Projet : Inktober 2023.
Objectif : publier une nouvelle tous les trois jours, rédigée en une heure maximum, en suivant la liste officielle du challenge Inktober 2023.
Ce texte se rattache à un ou plusieurs de ces thèmes : 1 – Rêve • 2 – Araignées • 3 – Chemin. / Temps : 30mn.
Un pas après l’autre.
Allez, encore un effort. Tu peux le faire, ce n’est pas si difficile. Éteins ton cerveau, ne pense à rien, progresse.
Oui, on fera une pause bientôt… En attendant, marche. Quoi, tu veux t’arrêter maintenant ? Non, allez, encore un pas… Puis un autre… Si on arrive bientôt ? Oui, sans doute. Ce n’est plus très loin.
Tu vois ? Quand tu ne réfléchis pas, ça va tout seul. Ne regarde pas tes pieds, ça te fera oublier à quel point ils te semblent lourds. D’ailleurs, ne regarde nulle part…
Oh, non… trop tard.
⁂
Mais où est-ce qu’on est ?
Cet endroit ne ressemble à aucun autre. Oui, à première vue, c’est une forêt. Cela ne l’avance pas tellement. Des forêts, il y en a des tas dans le monde, sur des millions et des millions d’hectares.
OK. Procédons par étapes. Ce ne sont pas des conifères, alors elle n’est probablement pas en altitude. Le sol semble relativement humide, et les arbres en bonne santé. Leurs feuilles sont vertes et ne retombent pas. Est-ce que ça pourrait ressembler à une forêt près de chez elle ?
Près de chez elle…
Elle voudrait se stopper net mais s’en sent incapable, comme forcée à marcher, encore et encore. Pourtant, la question est venue. Chez elle… Mais c’est où, chez elle ?
La tête lui tourne. Elle reconnaît sans peine cette montée d’angoisse dans les battements de son cœur qui s’emballent, sa respiration saccadée, mais elle ne peut s’arrêter de marcher. Quand est-ce qu’elle arrivera enfin ? Et quand est-ce que… quand est-ce qu’elle est partie ?
Elle lève la tête, les yeux grand ouverts. Les feuilles sont vertes, le ciel est… bleu, légèrement couvert. La température est douce… En quelle saison est-ce qu’on est ? Ça pourrait être n’importe quoi. Un printemps ordinaire, une accalmie en été entre deux canicules, un début d’automne, un hiver doux… Ça pourrait être n’importe quand, en particulier puisque ça peut être n’importe où.

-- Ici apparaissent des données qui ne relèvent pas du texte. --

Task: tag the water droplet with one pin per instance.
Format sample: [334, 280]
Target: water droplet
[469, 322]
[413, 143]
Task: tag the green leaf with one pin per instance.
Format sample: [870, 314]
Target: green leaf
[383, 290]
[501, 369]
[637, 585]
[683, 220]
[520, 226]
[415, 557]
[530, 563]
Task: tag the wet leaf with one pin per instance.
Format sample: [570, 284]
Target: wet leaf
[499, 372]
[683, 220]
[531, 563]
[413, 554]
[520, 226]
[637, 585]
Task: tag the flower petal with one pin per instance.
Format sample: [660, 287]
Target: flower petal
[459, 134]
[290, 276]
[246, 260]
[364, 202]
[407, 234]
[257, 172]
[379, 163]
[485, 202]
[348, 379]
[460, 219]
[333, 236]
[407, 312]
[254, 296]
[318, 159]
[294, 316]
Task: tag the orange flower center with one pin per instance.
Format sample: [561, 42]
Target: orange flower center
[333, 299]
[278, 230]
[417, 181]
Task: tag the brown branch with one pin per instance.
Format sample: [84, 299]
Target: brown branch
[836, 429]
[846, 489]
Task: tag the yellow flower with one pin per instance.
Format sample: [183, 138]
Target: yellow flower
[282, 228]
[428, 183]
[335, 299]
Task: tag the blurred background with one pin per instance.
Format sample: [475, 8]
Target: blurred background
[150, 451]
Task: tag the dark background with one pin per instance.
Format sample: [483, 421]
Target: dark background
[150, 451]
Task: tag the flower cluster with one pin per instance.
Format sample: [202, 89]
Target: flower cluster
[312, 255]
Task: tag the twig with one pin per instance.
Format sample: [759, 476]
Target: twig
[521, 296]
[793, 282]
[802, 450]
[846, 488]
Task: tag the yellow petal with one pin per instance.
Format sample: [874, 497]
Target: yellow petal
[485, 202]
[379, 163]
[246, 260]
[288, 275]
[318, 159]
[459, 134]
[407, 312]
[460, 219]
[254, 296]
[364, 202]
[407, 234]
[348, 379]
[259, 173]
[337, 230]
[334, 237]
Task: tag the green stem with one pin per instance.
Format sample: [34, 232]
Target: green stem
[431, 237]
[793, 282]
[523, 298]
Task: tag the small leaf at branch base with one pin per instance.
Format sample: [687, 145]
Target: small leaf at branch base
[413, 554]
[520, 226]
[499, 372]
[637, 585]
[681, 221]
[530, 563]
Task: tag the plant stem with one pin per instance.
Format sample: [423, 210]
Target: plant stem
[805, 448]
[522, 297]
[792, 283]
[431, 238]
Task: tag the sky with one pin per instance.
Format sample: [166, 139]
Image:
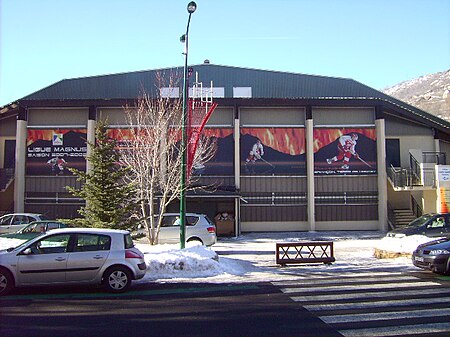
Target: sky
[376, 42]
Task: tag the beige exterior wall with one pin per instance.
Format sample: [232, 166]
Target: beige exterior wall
[114, 116]
[222, 117]
[275, 116]
[343, 116]
[8, 128]
[2, 149]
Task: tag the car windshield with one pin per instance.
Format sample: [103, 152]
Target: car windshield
[23, 244]
[35, 227]
[420, 221]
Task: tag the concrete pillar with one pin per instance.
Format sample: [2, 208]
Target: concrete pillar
[437, 146]
[92, 124]
[382, 175]
[237, 172]
[310, 174]
[237, 163]
[21, 149]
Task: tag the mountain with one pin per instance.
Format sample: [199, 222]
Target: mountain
[430, 93]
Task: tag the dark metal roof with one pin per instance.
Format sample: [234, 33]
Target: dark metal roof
[265, 84]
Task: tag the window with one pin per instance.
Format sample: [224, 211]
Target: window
[128, 241]
[5, 220]
[92, 242]
[52, 225]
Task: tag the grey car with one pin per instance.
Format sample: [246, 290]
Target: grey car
[431, 225]
[73, 256]
[11, 223]
[199, 229]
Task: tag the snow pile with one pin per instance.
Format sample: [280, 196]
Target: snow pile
[251, 257]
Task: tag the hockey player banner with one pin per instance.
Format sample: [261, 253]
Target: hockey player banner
[273, 151]
[52, 152]
[349, 151]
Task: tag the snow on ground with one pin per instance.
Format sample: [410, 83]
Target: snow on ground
[251, 257]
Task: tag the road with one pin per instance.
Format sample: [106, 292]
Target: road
[376, 303]
[159, 310]
[364, 303]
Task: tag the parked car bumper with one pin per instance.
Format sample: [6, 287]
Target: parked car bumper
[436, 263]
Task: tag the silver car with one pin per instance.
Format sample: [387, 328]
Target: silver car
[199, 229]
[11, 223]
[73, 256]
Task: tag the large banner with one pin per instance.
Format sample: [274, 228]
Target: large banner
[52, 152]
[273, 151]
[443, 188]
[220, 164]
[345, 151]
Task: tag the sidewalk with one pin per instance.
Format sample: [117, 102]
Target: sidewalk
[251, 258]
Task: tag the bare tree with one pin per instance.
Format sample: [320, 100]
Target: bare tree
[153, 154]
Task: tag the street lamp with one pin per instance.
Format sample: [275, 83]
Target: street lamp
[191, 7]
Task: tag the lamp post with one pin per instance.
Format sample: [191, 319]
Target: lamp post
[191, 7]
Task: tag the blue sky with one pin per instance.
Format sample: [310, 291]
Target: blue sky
[376, 42]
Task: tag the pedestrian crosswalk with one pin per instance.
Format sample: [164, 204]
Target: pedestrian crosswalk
[375, 304]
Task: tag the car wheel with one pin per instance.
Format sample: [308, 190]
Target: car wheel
[117, 279]
[6, 282]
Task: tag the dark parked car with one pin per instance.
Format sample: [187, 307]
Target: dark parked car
[431, 225]
[434, 256]
[73, 256]
[34, 229]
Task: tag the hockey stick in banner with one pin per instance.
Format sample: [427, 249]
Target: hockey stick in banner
[266, 162]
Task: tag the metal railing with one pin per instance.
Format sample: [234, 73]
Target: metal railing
[416, 208]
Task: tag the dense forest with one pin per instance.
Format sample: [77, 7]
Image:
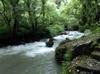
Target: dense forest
[24, 21]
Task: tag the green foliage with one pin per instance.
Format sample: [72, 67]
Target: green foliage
[56, 29]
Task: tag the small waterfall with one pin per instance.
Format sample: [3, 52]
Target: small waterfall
[39, 48]
[33, 58]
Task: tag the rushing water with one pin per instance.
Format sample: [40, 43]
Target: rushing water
[33, 58]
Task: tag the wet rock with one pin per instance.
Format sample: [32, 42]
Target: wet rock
[87, 65]
[59, 55]
[50, 42]
[84, 49]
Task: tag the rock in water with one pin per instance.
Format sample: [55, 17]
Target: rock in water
[50, 42]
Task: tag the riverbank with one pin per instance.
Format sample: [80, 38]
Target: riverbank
[80, 56]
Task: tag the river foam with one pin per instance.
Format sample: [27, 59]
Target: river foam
[39, 48]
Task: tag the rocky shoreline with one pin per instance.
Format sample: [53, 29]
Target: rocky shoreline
[85, 53]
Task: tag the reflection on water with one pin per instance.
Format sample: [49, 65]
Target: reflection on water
[19, 64]
[32, 58]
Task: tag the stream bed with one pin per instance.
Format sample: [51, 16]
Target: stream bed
[33, 58]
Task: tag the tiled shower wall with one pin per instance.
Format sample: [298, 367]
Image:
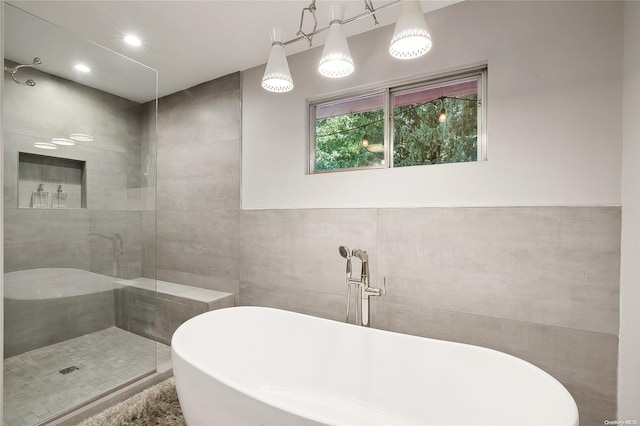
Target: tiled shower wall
[541, 283]
[199, 186]
[41, 238]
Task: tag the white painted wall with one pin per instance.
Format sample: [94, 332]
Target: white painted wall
[629, 361]
[555, 84]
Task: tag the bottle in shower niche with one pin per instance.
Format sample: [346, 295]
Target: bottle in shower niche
[59, 200]
[40, 198]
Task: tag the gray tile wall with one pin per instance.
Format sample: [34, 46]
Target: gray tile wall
[541, 283]
[115, 177]
[199, 186]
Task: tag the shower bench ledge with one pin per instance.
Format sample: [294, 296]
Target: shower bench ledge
[174, 304]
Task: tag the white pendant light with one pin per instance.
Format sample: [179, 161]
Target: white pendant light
[336, 60]
[277, 77]
[410, 38]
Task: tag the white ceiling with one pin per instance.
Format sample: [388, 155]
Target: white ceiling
[188, 42]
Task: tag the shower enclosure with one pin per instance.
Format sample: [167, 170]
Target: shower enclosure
[79, 220]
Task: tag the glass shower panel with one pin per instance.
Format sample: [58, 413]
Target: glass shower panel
[79, 220]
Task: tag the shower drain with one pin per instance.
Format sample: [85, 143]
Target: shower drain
[69, 370]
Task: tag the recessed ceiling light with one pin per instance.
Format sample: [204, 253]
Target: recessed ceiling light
[82, 68]
[62, 141]
[132, 40]
[81, 137]
[45, 145]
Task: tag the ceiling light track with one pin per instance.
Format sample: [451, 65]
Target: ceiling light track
[410, 40]
[370, 11]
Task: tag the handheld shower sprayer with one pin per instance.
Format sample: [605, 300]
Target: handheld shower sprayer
[346, 253]
[364, 258]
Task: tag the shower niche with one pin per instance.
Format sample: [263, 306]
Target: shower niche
[46, 182]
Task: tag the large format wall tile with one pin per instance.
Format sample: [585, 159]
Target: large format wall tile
[549, 265]
[299, 248]
[316, 303]
[199, 186]
[200, 242]
[540, 283]
[48, 238]
[584, 361]
[206, 113]
[199, 177]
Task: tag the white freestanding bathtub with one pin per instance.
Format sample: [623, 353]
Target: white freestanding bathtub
[262, 366]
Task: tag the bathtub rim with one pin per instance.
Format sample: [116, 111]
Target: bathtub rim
[255, 394]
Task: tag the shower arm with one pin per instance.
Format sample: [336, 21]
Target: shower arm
[14, 71]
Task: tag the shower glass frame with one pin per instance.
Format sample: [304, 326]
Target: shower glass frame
[64, 267]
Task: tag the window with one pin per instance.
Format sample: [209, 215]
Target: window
[433, 122]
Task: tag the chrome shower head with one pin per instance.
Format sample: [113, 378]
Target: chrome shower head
[361, 254]
[346, 253]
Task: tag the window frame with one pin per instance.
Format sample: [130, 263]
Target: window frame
[479, 73]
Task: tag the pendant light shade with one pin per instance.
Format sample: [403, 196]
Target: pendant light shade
[336, 59]
[277, 77]
[410, 38]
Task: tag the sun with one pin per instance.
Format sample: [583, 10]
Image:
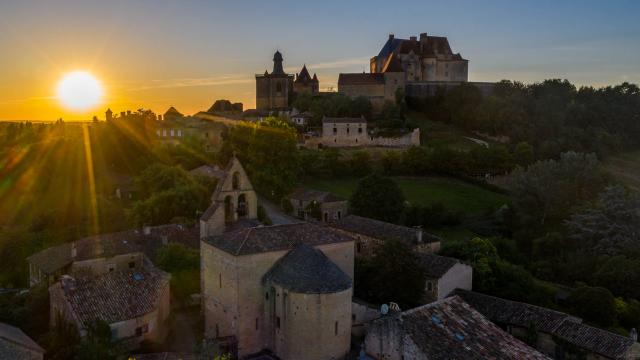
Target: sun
[79, 90]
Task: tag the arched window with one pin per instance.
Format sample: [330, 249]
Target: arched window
[242, 206]
[235, 181]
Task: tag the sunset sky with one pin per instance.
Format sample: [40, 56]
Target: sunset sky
[156, 54]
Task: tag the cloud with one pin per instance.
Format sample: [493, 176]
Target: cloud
[229, 79]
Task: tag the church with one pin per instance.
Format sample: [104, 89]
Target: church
[276, 90]
[286, 289]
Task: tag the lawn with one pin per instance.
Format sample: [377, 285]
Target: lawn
[454, 194]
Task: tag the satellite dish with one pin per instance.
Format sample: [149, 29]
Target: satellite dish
[384, 309]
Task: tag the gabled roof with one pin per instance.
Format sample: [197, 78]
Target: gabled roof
[436, 266]
[107, 245]
[307, 270]
[451, 329]
[360, 79]
[115, 296]
[275, 238]
[314, 195]
[381, 230]
[16, 336]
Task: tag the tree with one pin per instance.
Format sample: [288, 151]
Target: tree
[595, 304]
[377, 197]
[612, 226]
[393, 273]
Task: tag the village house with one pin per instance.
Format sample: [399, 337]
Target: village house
[16, 345]
[444, 275]
[558, 335]
[134, 303]
[443, 330]
[99, 254]
[321, 205]
[370, 233]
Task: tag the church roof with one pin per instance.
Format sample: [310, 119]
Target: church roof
[451, 329]
[275, 238]
[308, 270]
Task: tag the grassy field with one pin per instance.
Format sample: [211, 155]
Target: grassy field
[453, 194]
[626, 168]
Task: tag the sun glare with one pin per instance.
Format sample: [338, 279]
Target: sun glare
[79, 90]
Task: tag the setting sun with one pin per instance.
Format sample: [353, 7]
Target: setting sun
[79, 90]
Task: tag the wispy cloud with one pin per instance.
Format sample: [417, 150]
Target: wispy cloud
[230, 79]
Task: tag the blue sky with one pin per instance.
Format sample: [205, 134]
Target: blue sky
[188, 53]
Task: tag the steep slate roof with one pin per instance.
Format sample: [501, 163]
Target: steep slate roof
[509, 312]
[275, 238]
[360, 120]
[381, 230]
[314, 195]
[16, 336]
[596, 340]
[451, 329]
[436, 266]
[307, 270]
[115, 296]
[107, 245]
[361, 79]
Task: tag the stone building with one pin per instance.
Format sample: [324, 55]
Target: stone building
[558, 335]
[286, 288]
[16, 345]
[100, 254]
[370, 233]
[135, 304]
[344, 131]
[304, 83]
[233, 199]
[274, 90]
[325, 206]
[444, 275]
[429, 58]
[443, 330]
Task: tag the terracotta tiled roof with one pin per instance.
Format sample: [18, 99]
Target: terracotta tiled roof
[115, 296]
[381, 230]
[107, 245]
[311, 195]
[451, 329]
[436, 266]
[360, 79]
[307, 270]
[275, 238]
[509, 312]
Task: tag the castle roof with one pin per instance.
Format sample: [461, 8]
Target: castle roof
[436, 266]
[564, 326]
[308, 270]
[381, 230]
[256, 240]
[360, 79]
[115, 296]
[314, 195]
[451, 329]
[107, 245]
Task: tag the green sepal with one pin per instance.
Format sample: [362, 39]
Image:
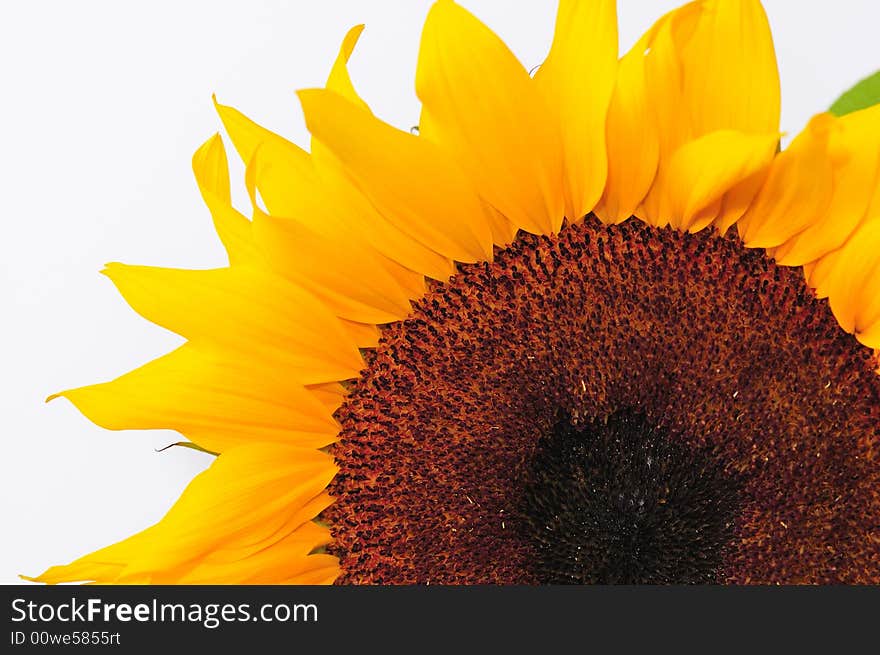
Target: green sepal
[863, 95]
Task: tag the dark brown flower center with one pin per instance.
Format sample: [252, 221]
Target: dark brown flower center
[617, 501]
[533, 391]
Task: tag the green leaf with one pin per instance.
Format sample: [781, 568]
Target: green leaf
[864, 94]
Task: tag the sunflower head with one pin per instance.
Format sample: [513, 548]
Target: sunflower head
[587, 325]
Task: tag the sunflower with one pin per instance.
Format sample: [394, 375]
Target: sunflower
[587, 325]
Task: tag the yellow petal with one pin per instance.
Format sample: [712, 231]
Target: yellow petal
[730, 80]
[252, 313]
[213, 398]
[853, 285]
[577, 80]
[342, 270]
[480, 105]
[701, 171]
[409, 180]
[339, 79]
[711, 67]
[384, 237]
[252, 500]
[796, 190]
[212, 175]
[855, 149]
[632, 138]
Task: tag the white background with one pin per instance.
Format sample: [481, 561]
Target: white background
[101, 107]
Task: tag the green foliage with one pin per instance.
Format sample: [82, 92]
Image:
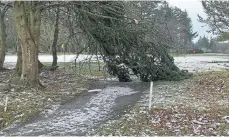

Elle ne sait pas. Tout ce qu’elle sait, c’est que ses pieds continuent d’avancer, contre sa volonté, contre toute raison. Mais où est-ce qu’elle va comme ça ? Et qu’est-ce qui lui prend, de marcher autant ? Ce n’est plus de son âge, pourtant, ce…
Son âge ?
Elle tend les mains devant elle, tandis que ses pieds continuent à avancer l’un après l’autre, comme s’il n’y avait que ça à faire. C’est quoi, son âge ? C’est dur à dire. Ses mains ne sont pas ridées, mais elles ne font pas toutes jeunes non plus.
Mais qui est-elle ?
Avant même qu’elle ne formule dans sa tête l’idée de détailler sa couleur de peau, ses bras se sont rabattus le long de son corps d’eux-mêmes, comme s’il lui était interdit de connaître cette information. Et sa marche continue, obstinée, insensée.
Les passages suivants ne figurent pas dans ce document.